Unterwerfung und Grössenwahn
Weniger theoretisierend als Freud ging der britische Psychiater Roger Money Kyrle vor. Er besuchte in den 1930er-Jahren Versammlungen der Nazis und beobachtete die Psychodynamik bei Reden von Hitler und Goebbels. Er stellte dabei einen einfachen Steigerungs-Dreischritt fest: Selbstmitleid, Verfolgungswahn, Grössenwahn. Der erste Schritt besteht darin, im Gefolge ein Gefühl der Erniedrigung, des Ausgenutztseins, der Ohnmacht zu erwecken. In einem zweiten Schritt werden die Verursacher und Missetäter identifiziert und benannt: der „Feind von aussen“, den man für die Übel verantwortlich macht.

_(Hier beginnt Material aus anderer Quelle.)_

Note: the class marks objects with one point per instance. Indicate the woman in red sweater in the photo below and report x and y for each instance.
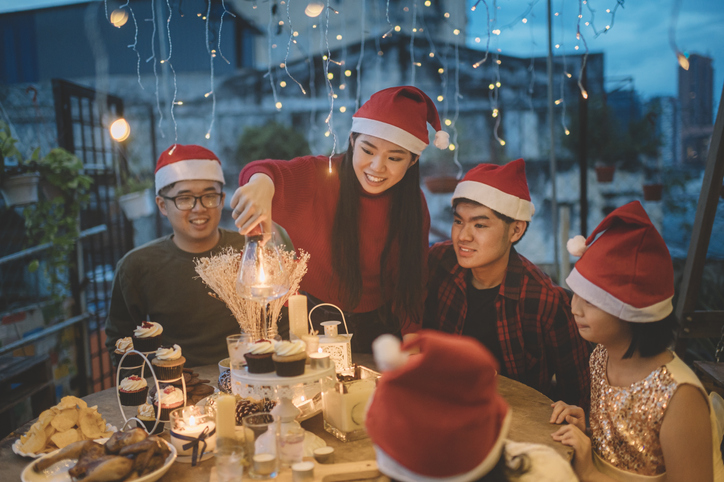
(364, 222)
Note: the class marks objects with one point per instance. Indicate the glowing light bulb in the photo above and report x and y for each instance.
(683, 61)
(120, 130)
(314, 9)
(119, 17)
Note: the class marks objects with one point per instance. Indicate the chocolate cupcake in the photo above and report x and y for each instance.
(289, 358)
(169, 363)
(132, 360)
(171, 399)
(133, 391)
(147, 337)
(258, 357)
(147, 415)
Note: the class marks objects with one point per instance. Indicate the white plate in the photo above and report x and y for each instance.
(59, 472)
(17, 450)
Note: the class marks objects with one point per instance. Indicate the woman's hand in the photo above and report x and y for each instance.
(251, 204)
(562, 412)
(571, 436)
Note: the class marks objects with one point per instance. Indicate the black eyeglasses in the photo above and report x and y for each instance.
(187, 202)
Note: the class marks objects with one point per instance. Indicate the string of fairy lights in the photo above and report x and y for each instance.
(489, 63)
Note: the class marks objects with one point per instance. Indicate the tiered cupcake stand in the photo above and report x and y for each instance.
(301, 389)
(146, 361)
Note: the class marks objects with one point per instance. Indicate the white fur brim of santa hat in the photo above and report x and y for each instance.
(388, 132)
(187, 163)
(503, 189)
(612, 305)
(394, 470)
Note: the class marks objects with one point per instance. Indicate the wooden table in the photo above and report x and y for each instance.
(531, 412)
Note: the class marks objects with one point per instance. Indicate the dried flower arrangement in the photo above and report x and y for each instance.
(219, 272)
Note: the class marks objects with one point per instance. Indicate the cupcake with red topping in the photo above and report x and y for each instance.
(289, 358)
(169, 362)
(133, 391)
(171, 398)
(132, 360)
(258, 357)
(147, 337)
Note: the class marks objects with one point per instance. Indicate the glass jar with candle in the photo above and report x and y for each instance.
(344, 403)
(193, 433)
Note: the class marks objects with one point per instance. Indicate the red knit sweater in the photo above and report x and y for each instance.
(305, 201)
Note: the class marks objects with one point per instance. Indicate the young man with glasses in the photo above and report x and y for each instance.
(158, 281)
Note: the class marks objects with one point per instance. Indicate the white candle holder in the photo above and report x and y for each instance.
(339, 347)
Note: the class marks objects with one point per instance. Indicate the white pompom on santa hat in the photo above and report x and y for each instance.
(503, 189)
(625, 267)
(187, 163)
(437, 415)
(400, 115)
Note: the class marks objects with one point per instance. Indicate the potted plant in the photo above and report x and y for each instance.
(136, 197)
(54, 219)
(18, 180)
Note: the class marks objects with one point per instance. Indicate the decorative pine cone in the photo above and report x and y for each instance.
(225, 381)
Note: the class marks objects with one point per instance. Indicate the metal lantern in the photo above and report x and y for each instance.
(337, 346)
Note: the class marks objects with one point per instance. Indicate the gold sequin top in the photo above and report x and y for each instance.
(626, 421)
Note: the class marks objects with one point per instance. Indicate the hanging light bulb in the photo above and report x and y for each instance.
(120, 130)
(314, 9)
(119, 17)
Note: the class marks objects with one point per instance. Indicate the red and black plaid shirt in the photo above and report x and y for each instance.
(536, 330)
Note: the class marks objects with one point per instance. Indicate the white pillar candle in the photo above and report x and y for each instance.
(265, 464)
(298, 315)
(226, 416)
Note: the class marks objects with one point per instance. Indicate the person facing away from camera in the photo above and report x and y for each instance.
(650, 416)
(480, 286)
(436, 416)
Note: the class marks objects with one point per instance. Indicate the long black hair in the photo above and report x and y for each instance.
(404, 232)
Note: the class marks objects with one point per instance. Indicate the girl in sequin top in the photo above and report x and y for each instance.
(650, 416)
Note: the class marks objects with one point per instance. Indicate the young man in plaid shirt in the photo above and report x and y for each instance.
(480, 286)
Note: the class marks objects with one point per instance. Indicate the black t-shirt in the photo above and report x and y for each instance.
(481, 321)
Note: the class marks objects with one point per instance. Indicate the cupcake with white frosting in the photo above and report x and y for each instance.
(133, 391)
(132, 360)
(147, 337)
(289, 358)
(258, 357)
(169, 362)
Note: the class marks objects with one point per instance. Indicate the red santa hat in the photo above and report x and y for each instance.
(187, 163)
(400, 115)
(627, 270)
(503, 189)
(437, 416)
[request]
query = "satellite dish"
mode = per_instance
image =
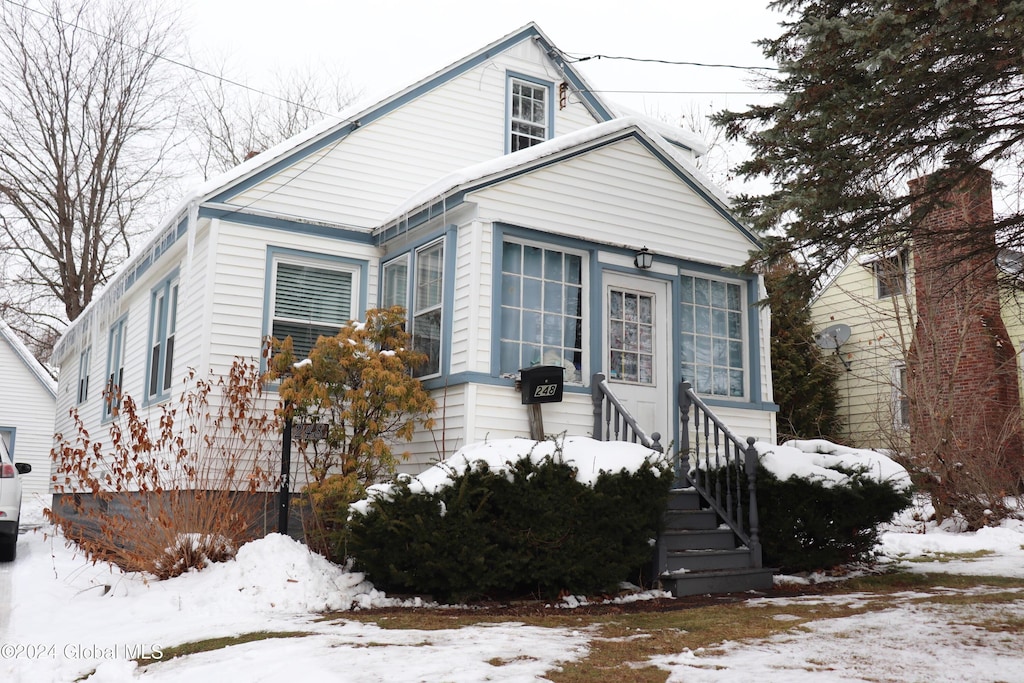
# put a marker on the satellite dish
(834, 337)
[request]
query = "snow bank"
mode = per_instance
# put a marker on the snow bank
(818, 460)
(588, 456)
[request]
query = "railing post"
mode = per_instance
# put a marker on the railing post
(684, 434)
(752, 480)
(598, 399)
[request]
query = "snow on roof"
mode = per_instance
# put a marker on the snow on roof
(28, 358)
(524, 158)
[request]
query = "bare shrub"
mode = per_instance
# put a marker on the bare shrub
(175, 495)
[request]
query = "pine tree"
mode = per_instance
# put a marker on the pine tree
(875, 93)
(804, 382)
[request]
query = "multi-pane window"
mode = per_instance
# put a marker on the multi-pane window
(394, 279)
(427, 307)
(631, 337)
(528, 118)
(712, 343)
(115, 368)
(890, 274)
(163, 324)
(84, 363)
(901, 400)
(542, 309)
(309, 301)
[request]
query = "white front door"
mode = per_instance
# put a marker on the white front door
(637, 349)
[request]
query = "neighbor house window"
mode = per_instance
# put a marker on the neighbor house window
(115, 368)
(528, 113)
(890, 274)
(901, 400)
(163, 325)
(310, 298)
(712, 343)
(542, 309)
(84, 361)
(427, 297)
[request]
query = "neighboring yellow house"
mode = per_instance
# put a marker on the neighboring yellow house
(873, 295)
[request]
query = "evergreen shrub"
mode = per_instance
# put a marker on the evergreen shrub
(807, 525)
(534, 529)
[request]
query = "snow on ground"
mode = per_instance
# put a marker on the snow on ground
(61, 617)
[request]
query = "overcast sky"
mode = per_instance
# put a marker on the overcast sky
(385, 45)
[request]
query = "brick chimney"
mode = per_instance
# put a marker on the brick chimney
(963, 375)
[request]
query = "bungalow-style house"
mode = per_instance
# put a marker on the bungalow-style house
(881, 311)
(511, 212)
(28, 401)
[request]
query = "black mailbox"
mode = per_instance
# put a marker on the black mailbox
(542, 384)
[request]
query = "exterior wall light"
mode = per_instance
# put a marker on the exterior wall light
(643, 259)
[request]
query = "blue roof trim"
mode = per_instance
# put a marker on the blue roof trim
(287, 225)
(452, 201)
(385, 108)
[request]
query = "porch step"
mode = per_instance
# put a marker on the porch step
(708, 559)
(698, 539)
(719, 581)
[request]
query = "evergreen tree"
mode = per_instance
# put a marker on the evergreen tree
(875, 93)
(805, 383)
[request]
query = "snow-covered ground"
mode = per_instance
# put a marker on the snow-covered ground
(61, 617)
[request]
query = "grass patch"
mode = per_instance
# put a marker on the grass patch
(949, 557)
(622, 641)
(210, 644)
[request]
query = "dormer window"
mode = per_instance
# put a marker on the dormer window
(529, 113)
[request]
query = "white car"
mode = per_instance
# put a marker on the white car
(10, 502)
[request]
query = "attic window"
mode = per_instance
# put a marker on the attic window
(529, 113)
(890, 274)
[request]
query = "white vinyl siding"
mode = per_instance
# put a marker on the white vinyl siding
(309, 301)
(712, 348)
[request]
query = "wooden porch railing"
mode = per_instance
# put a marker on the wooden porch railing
(612, 422)
(712, 460)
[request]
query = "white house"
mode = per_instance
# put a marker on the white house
(502, 202)
(28, 400)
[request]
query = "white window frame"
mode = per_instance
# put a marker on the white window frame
(395, 297)
(163, 325)
(691, 369)
(117, 341)
(577, 371)
(513, 121)
(423, 311)
(899, 395)
(327, 264)
(84, 366)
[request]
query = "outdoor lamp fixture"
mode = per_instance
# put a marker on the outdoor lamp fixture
(643, 259)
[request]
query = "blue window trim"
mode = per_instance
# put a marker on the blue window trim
(446, 237)
(84, 361)
(158, 331)
(117, 331)
(550, 103)
(273, 253)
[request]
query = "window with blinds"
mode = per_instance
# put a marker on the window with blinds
(309, 302)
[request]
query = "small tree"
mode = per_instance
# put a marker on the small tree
(805, 384)
(359, 383)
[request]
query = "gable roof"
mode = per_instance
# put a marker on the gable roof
(36, 368)
(451, 189)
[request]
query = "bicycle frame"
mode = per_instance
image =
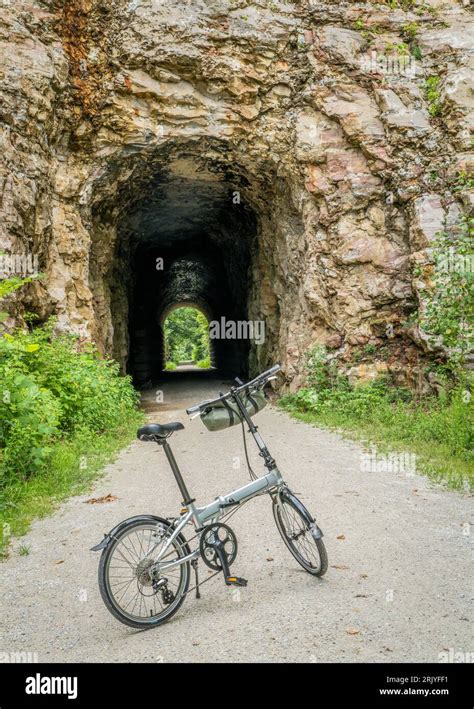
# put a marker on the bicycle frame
(214, 510)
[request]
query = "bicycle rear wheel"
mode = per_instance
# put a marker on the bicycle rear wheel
(297, 529)
(128, 588)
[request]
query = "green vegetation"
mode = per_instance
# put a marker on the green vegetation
(448, 316)
(432, 95)
(437, 429)
(63, 411)
(410, 30)
(186, 333)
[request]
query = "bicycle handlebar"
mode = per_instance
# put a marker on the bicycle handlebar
(259, 380)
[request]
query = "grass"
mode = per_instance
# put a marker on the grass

Drittens dann preist man eine magische Kur gegen dieses Übel an, die meist darin besteht, dem Gefolge ein Gefühl der Allmacht zu verleihen, wenn es sich nur dem Führer anschliesst. „Jeder Zuhörer fühlte einen Teil der Allmacht in sich selbst. Er wurde in eine neue Psychose befördert. Das herbeigeführte Selbstmitleid ging über in Paranoia und die Paranoia ging über in Grössenwahn“, beschreibt Money Kyrle das Crescendo dieses manischen Aufputschens.
Uneingestandener Machtwille
Wer jetzt Anklänge an aktuelle Politik zu hören meint, halluziniert nicht. Die Jornalistin Gwynne Guilford folgte den Fusstapfen von Money Kyrle in Wahlveranstaltungen der Republikaner 2016. Sie fand den Dreischritt triumphal bestätigt. Trump spielt meisterlich mit den Wünschen seines Gefolges, sich als Teil eines Ganzen zu fühlen, das grösser ist als es selbst. Zuerst weist er hin auf die Erniedrigung, die „Demütigung“ seiner Anhänger: „Wir haben es satt, als Einfaltspinsel behandelt zu werden.“ Dann zeigt er auf die „Schuldigen“, die Linken und Liberalen, und stilisiert sich zum kämpferischen Tribun der „Erniedrigten“: „Zumindest habe ich ein Mikrophon, mit dem ich zurückschlagen kann. Ihr habt keines!“
Schliesslich erfolgt der Zusammenschluss: „Ihr wisst gar nicht, wie gross ihr seid. Ihr wisst nicht, welche Macht ihr habt.“ Volk und Tribun verschmelzen zum Amalgan aus Minderwertigkeitsgefühl, Paranoia und Grössenwahn. In der Gestalt des charismatischen Führers träumt der Ohnmächtige von seiner eigenen Machtposition. Nietzsche hat das – wie so vieles – bereits im 19. Jahrhundert als Menschlich-Allzumenschliches auf den Punkt gebracht: „Wer sich selbst erniedrigt, will erhöhet werden.“ Der Wille zur Unterwerfung als uneingestandener Wille zur Macht?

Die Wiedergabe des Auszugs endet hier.